Large relationship effects have also been observed in students' evaluations of college teaching and quiz performance (Gross et al., 2009). In Study 1, undergraduate and graduate students rated their professors after completing full semester courses. In Study 2, a new sample of students rated live lectures. In Study 3, another group of students rated video-recorded lectures. Large relationship effects on teaching evaluations were found in all studies. On average (median), relationship effects accounted for 52% of the variance in students' evaluations of professors' teaching. Moreover, Studies 2 and 3 included quizzes based on each lecture, and relationship effects on teaching effectiveness were linked to relationship effects on memory for lecture. That is, when a student rated a lecture as unusually effective, he or she also performed unusually well on the quiz. Gross et al. (2009) also estimated professor and rater effects. Consistent with the research on inter-rater agreement on teaching evaluations (Centra, 1975; Feldman, 1989b; Marsh, 1984, 2007), professor effects accounted for 30% of the variance. Rater bias accounted for 17%. In short, personal tastes (relationship effects) account for the largest variance in students' ratings and forecast learning in the classroom.
Forecasting which student will find which professor unusually effective requires methods that can isolate relationship effects from professor and rater effects, and predictive accuracy must be established separately for each. First, we describe the simpler cases of predicting perceived teaching effectiveness from professor and rater effects. To predict how students on average would respond to a specific professor, one could base prediction on professor effects. If the results of teaching evaluations were available for every professor, students should select the professor with the highest evaluations. If teaching evaluations derived from real courses were not publically available, prediction could be based on students' averaged ratings of ‘teaching trailers'. To predict how a given student would evaluate all professors on average (rater bias), one could take each student's average rating across all teaching trailers. Predicting rater bias is not likely to be useful in practice. Yet, as described in the discussion, understanding rater bias could be useful when using teaching evaluations for personnel decisions. For example, it would be helpful to know whether some majors were more generous raters than other majors. To forecast how the student Ellen would uniquely respond to Professor Hendersen (relationship effects), one would take Ellen's reaction to Hendersen's teaching trailer, with Hendersen's average score across all students (cf. professor effects) and Ellen's average rating across all trailers (cf. rater effects) removed.
Research on other constructs suggests that it should be possible to forecast relational teaching evaluations. For example, Veenstra et al. (2011) attempted to forecast relational perceived support on the basis of brief conversations between support providers and recipients, as well as brief video interviews with each provider. First, each recipient viewed a video recording of an interview with each provider. Next, each recipient had a brief conversation with each provider. Recipients and providers continued to meet for several weeks (Study 1) or several months (Study 2). Veenstra et al. (2011) could forecast which provider a recipient would ultimately see as unusually supportive on the basis of a brief conversation at r ≈ .45, but not from the video interview. Similarly, Park et al. (1997) found that relationship effects on personality were somewhat stable over time, suggesting it should be possible to forecast them. Still, predictive accuracy for relationship effects might not be as strong as for professor and rater effects. Kenny's (2004) quantitative theory of person perception predicts that professor (i.e., target) effects should be predicted with very high accuracy (r ≈ .90). Similarly, rater effects should be predictable with excellent accuracy as Veenstra et al. (2011) forecasted rater effects in perceived social support with high accuracy (r ≈ .90).

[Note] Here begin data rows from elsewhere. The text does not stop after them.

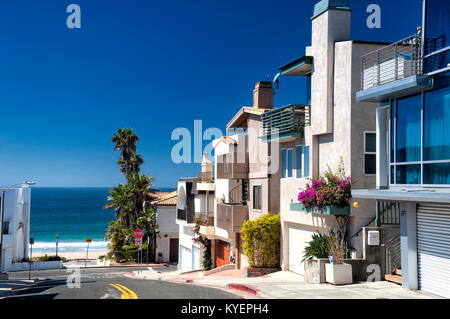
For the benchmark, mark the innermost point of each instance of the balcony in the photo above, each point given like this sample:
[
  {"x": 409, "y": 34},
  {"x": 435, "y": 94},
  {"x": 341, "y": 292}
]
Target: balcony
[
  {"x": 231, "y": 217},
  {"x": 232, "y": 165},
  {"x": 286, "y": 123},
  {"x": 393, "y": 71},
  {"x": 206, "y": 182},
  {"x": 205, "y": 218}
]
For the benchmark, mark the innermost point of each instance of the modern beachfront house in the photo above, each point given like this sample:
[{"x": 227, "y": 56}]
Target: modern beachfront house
[
  {"x": 332, "y": 126},
  {"x": 167, "y": 244},
  {"x": 247, "y": 182},
  {"x": 195, "y": 200},
  {"x": 16, "y": 228},
  {"x": 407, "y": 84}
]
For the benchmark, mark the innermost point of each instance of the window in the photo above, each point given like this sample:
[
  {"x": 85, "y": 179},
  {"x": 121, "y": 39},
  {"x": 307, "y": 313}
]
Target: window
[
  {"x": 5, "y": 228},
  {"x": 420, "y": 137},
  {"x": 286, "y": 163},
  {"x": 257, "y": 197},
  {"x": 302, "y": 161},
  {"x": 370, "y": 153},
  {"x": 437, "y": 34},
  {"x": 299, "y": 158}
]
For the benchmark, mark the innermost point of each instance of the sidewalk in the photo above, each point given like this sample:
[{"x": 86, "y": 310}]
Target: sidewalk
[
  {"x": 285, "y": 285},
  {"x": 7, "y": 286}
]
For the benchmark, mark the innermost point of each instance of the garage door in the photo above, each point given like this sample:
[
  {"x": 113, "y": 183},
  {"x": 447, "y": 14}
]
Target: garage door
[
  {"x": 298, "y": 240},
  {"x": 222, "y": 253},
  {"x": 433, "y": 248},
  {"x": 196, "y": 257},
  {"x": 186, "y": 259}
]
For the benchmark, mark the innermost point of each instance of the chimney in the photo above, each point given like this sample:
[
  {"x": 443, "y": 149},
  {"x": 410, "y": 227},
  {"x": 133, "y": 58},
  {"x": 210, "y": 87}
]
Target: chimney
[
  {"x": 263, "y": 95},
  {"x": 207, "y": 165}
]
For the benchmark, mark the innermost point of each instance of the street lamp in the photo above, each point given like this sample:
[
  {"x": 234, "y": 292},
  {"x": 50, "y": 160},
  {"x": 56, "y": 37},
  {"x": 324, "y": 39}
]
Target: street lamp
[{"x": 3, "y": 214}]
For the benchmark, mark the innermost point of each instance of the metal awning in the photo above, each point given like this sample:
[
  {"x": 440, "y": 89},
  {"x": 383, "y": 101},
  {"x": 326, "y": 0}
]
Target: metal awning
[{"x": 300, "y": 67}]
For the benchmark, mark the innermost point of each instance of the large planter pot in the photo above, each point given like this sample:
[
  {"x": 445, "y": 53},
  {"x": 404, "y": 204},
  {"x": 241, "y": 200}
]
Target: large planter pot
[
  {"x": 104, "y": 262},
  {"x": 258, "y": 272},
  {"x": 340, "y": 274},
  {"x": 328, "y": 210},
  {"x": 315, "y": 270}
]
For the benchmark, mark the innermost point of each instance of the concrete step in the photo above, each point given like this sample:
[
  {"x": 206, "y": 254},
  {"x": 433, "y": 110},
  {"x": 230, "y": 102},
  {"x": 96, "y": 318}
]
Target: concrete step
[{"x": 394, "y": 278}]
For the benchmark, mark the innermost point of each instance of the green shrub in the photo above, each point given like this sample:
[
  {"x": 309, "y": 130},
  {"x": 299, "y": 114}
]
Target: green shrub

The goal of this study was to explore the viability of using video trailers of professors' teaching to forecast which students would respond unusually well to specific professors' teaching. Early in the semester, students viewed brief video trailers depicting professors' teaching. Students rated the effectiveness of each professor's teaching in the trailer, and students rated their own affect during the trailer. We included affect because students' affect has been strongly linked to teaching ratings (Fortunato & Mincy, 2003; Gross et al., 2009). These measures of perceived teaching effectiveness and experienced affect were used to forecast students' evaluations of live lectures later in the semester. Consistent with Gross et al. (2009), we hypothesized (1) significant relationship, rater, and professor effects on student evaluations of teaching and on students' affect experienced when watching the video trailers and live lectures and (2) significant correlations between relational teaching evaluations and relational memory for lectures. Consistent with Veenstra et al. (2011), we hypothesized that (3) relationship effects on evaluations and experienced affect in response to the trailers would forecast relationship effects on teaching evaluations during the live lecture.
Method
Participants
One hundred and forty-five college students (74% female; mean age = 19) from three sections of introductory psychology taught by JG completed all measures during the course of a semester. Isolating relationship effects requires a design in which students rate the same professors (Kenny, 1994; Kenny et al., 2006). Gathering complete data from students required their participation during seven classes in each of sections 1 (N = 47) and 2 (N = 50) and 10 classes in section 3 (N = 48). Still, 78% of students enrolled participated in all sessions. Students missed classes for a variety of reasons including a required retreat for an academic programme, illness, weather-related travel difficulties, and off-campus games for athletes. Our analytic procedures are intolerant to missing data, and so, students with incomplete data were excluded from the analyses.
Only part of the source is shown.